In the acute period, the nasal cavity posterior to the middle turbinate is lubricated with a 3-5% cocaine solution. Novocaine is also used: cotton swabs moistened with a 2% novocaine solution are inserted into the nasal cavity. For severe pain, ganglion blockers (benzohexonium, pentamine) are prescribed. In severe cases, they resort to blocking the node using anesthetics. Treatment must be comprehensive. If the syndrome develops against the background of inflammatory processes in the paranasal sinuses, face, mouth and jaws, then anti-infective therapy (antibiotics, sulfonamides) is necessary. Treatment should be carried out against the background of desensitizing drugs (diphenhydramine, suprastin, pipolfen). A good therapeutic effect is achieved with hydrocortisone injections into the area of ​​the node projection. Pachycarpine, antispasmodics, and antipsychotics are prescribed in combination with antidepressants. If the clinical picture is dominated by symptoms of irritation of the parasympathetic part, then anticholinergic drugs are used (platiphylline, antispasmodic, belladonna preparations, metacin, aprofen).
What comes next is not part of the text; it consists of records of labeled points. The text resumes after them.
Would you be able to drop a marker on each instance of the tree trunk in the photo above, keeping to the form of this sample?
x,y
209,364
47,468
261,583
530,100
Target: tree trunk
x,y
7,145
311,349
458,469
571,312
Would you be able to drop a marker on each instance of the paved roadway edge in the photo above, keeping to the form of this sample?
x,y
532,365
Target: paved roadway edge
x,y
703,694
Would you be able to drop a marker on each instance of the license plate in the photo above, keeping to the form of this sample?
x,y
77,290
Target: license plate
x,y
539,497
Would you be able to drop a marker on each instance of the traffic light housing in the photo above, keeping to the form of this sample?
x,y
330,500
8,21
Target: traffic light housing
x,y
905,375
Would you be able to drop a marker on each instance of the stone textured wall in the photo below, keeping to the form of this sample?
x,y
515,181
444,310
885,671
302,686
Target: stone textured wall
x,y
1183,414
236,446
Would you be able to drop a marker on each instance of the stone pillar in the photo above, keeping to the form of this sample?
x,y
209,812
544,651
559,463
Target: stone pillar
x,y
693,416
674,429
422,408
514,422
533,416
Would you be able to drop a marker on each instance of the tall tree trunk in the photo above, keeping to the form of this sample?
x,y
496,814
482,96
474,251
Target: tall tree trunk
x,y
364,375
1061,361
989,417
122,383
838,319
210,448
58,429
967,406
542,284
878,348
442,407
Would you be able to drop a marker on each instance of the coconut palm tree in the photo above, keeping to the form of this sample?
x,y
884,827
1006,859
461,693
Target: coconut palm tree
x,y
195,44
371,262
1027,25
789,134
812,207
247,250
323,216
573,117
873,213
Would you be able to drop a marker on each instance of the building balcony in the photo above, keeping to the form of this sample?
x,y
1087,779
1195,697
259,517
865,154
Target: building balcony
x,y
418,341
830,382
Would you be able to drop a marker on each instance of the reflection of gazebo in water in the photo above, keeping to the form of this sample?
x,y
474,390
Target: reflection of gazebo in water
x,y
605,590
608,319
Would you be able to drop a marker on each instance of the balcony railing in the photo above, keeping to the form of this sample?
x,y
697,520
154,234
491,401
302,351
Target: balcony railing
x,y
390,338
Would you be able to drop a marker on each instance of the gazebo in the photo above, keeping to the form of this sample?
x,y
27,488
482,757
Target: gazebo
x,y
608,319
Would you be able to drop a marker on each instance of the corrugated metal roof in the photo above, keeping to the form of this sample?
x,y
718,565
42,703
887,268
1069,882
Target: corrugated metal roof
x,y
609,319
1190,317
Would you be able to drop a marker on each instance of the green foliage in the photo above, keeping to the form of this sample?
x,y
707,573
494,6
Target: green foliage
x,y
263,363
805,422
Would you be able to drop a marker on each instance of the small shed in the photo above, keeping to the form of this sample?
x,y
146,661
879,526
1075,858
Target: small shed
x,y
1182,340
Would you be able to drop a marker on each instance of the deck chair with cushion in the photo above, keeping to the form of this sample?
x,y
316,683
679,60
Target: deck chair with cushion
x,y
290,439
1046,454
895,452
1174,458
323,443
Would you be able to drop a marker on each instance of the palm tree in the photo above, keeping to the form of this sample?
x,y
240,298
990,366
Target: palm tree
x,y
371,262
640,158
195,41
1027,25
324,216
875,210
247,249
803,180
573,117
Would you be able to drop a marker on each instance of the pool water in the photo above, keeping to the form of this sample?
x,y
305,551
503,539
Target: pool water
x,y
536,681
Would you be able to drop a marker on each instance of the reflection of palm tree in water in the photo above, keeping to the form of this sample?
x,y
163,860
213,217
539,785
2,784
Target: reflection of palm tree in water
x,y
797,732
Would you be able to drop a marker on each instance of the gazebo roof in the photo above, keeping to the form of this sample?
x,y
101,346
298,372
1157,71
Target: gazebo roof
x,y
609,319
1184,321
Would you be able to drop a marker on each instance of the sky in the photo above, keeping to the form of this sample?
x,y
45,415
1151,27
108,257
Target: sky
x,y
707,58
Endonasal electrophoresis of a 2% novocaine solution, UHF therapy, and diadynamic currents are used. After the acute phenomena have subsided, mud applications at low temperatures (36-37°C) are used on the affected side or in the form of a collar. Perform a light massage of the neck and face muscles. B vitamins and biogenic stimulants (aloe extract, PHYBS, vitreous) are indicated. Elderly and senile people are prescribed anti-sclerotic drugs, as well as drugs that improve cerebral and coronary circulation. In severe forms, they resort to blockade of the node using a 2% trimecaine solution or alcoholization. Node destruction is rarely used. The treatment provided does not always relieve patients from relapses of the disease, but the severity of clinical manifestations is significantly reduced.